OS ESPÍRITOS CANIBAIS - Conto Clássico de Terror - James Mooney
OS ESPÍRITOS
CANIBAIS
(Lenda Cheroqui)
James Mooney
(1861 – 1921)
Tradução de Paulo Soriano
Além
dos amigáveis Nûñnĕ′hĭ — Espíritos Imortais — dos riachos e montanhas, existe
uma raça de espíritos canibais, que fica no fundo dos rios profundos e vive de
carne humana, especialmente de crianças pequenas.
Eles
saem logo após o amanhecer e andam, sem serem vistos, de casa em casa, até
encontrar alguém que ainda esteja dormindo. Então, atiram as suas flechas
invisíveis e carregam o cadáver para baixo da água, onde, em festa, celebram a
captura.
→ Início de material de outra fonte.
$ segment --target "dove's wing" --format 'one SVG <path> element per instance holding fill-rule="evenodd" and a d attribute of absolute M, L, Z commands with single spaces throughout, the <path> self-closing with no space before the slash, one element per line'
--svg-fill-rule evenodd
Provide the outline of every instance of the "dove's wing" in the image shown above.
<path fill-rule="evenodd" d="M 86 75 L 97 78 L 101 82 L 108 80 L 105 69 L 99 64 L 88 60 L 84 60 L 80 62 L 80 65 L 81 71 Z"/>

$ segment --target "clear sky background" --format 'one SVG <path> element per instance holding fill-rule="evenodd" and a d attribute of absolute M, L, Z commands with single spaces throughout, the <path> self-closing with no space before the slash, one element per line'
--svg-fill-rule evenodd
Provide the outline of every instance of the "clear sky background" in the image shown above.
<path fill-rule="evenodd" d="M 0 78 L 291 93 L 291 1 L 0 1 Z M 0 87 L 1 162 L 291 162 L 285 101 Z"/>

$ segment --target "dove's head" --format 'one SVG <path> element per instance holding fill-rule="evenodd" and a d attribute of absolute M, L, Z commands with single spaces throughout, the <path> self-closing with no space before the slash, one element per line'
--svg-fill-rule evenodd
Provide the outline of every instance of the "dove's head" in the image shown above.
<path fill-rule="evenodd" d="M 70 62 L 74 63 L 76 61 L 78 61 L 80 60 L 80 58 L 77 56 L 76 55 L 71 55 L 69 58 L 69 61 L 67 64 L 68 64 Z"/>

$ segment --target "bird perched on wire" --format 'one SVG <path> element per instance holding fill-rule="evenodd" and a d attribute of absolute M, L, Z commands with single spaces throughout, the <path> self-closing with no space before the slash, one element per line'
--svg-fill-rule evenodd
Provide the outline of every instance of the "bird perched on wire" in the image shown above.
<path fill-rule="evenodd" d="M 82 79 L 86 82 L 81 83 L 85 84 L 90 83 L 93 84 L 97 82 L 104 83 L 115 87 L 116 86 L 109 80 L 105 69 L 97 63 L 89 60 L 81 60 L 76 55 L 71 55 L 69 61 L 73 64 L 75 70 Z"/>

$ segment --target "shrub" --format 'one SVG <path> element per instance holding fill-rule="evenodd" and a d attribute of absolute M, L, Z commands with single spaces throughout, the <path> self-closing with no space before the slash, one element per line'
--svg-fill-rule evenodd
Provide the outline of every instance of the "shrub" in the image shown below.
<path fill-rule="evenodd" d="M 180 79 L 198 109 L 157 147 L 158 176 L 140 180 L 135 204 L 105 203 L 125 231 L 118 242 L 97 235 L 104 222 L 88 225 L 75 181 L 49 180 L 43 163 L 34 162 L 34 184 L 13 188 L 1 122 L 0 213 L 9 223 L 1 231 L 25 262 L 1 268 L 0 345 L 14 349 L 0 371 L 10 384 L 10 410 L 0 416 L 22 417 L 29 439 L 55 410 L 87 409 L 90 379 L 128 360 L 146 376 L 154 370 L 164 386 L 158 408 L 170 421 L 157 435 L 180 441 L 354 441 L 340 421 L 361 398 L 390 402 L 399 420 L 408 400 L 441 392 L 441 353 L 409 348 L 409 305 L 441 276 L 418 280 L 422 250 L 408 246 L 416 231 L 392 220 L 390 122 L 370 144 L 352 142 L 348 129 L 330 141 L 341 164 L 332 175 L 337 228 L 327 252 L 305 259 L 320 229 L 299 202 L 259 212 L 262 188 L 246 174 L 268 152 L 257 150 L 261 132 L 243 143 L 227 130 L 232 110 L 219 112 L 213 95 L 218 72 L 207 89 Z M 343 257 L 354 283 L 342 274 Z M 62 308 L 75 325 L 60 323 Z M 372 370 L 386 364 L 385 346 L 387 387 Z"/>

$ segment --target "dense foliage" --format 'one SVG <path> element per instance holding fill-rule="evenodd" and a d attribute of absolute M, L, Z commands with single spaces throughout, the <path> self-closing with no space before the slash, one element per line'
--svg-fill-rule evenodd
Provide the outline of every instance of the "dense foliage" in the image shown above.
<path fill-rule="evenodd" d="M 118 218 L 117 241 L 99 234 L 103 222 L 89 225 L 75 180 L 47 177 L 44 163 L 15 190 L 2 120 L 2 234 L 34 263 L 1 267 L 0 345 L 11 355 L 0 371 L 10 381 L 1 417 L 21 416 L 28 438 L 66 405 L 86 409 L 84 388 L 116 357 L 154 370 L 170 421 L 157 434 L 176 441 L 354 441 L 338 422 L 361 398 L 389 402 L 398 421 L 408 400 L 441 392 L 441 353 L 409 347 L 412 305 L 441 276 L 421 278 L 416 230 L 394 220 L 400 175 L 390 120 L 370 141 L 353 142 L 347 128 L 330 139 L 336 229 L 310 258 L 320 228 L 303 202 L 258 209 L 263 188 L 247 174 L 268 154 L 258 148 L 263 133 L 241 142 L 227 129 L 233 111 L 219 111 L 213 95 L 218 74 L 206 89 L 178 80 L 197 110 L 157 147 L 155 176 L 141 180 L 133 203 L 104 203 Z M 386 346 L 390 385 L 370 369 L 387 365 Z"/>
Para que ninguém soubesse o que
acontecera, os espíritos deixavam no lugar do corpo uma sombra ou imagem da
pessoa ou criança morta, que acordava, falava e andava como se fosse a pessoa
original. Mas não havia vida naquela cópia, e em sete dias ela definhava e
fenecia, e as pessoas a enterravam pensando que estavam sepultando o
companheiro morto.
Muito
tempo se passou até que as pessoas descobrissem o que realmente se passava.
Foi
assim que eles souberam dos canibais de água:
Havia
um homem no acampamento de Tĭkwăli′tsĭ que adoeceu e piorou até que os xamãs disseram
que ele não sobreviveria. Então, seus amigos saíram da cabana e o deixaram
sozinho para morrer. Eles não eram tão bons uns com os outros — como são agora
—, porque tinham medo dos bruxos que vinham atormentar os moribundos.
O
moribundo ficou sozinho vários dias, sem conseguir se levantar da cama, quando,
certa manhã, uma velha mulher entrou em sua cabana.
Ela
se parecia com as outras mulheres do assentamento, mas ele não a conhecia. Ela
se aproximou da cama e disse:
—
Você está muito doente e seus amigos parecem tê-lo abandonado. Venha comigo e vou te curar.
O
homem estava tão próximo da morte que não conseguia se mover, mas aquelas
palavras o fizeram sentir-se imediatamente mais forte. Perguntou, então, à mulher para onde iriam.
—
Eu moro perto. Venha comigo e eu lhe mostrarei — disse a mulher.
Ouvindo
estas palavras, o homem se levantou e ela o conduziu até a água.
A
mulher entrou na água e o homem a seguiu. Sob a água havia uma estrada, que
levava a um país exatamente como o que havia na superfície.
Prosseguiram
até chegarem a um assentamento com muitas cabanas. Havia mulheres trabalhando e
crianças brincando. Eles encontraram um grupo de pessoas que vinha de uma
caçada, mas, em vez de quartos de veado ou urso pendurados em seus ombros, os
caçadores carregaram os corpos de homens e crianças mortos. E o homem
reconheceu, naqueles cadáveres, pessoas que ele conhecia e que eram seus amigos
em Tĭkwăli′tsĭ.
Então
chegaram a uma casa e a mulher disse:
—É
aqui que eu moro.
A
mulher o acolheu, arrumou uma cama para ele e o deixou confortável.
A
essa altura, ele estava com muita fome. A mulher intuiu-lhe os pensamentos e
disse:
—
Precisamos de algo para comer.
Ela
tomou um dos corpos que os caçadores tinham acabado de trazer e cortou uma
fatia para assar.
O
homem estava terrivelmente assustado, mas ela leu seus pensamentos novamente e
disse:
—Vejo
que você não pode comer nossa comida.
Então
ela se afastou e colocou as mãos diante do estômago. Quando se se virou
novamente, tinha cheias de pão e feijão, como ele costumava ter em casa.
Assim
sucedeu nos dias seguintes. Logo ele se restabeleceu e ficou novamente forte.
A
velha mulher disse-lhe, então, que ele já poderia ir para casa, com a condição
de que não falasse com ninguém por sete dias; e, se algum de seus amigos o
questionasse, ele deveria fazer sinais, como se sua garganta estivesse doendo,
e ficar em silêncio.
A mulher o acompanhou, seguindo a mesma trilha pela qual vieram, até a beira da água, e a água se fechou sobre ela. Ele, então, voltou sozinho para Tĭkwăli′tsĭ. Quando chegou, os seus amigos ficaram surpresos, porque pensaram que ele havia se perdido e morrido na floresta. Perguntaram-lhe onde estivera, mas ele apenas apontou para a garganta e não disse nada, por isso pensaram que ainda não estava bem e o deixaram em paz até se passarem os sete dias. Cumpridos estes, o homem voltou a falar e contou a seus companheiros toda a história.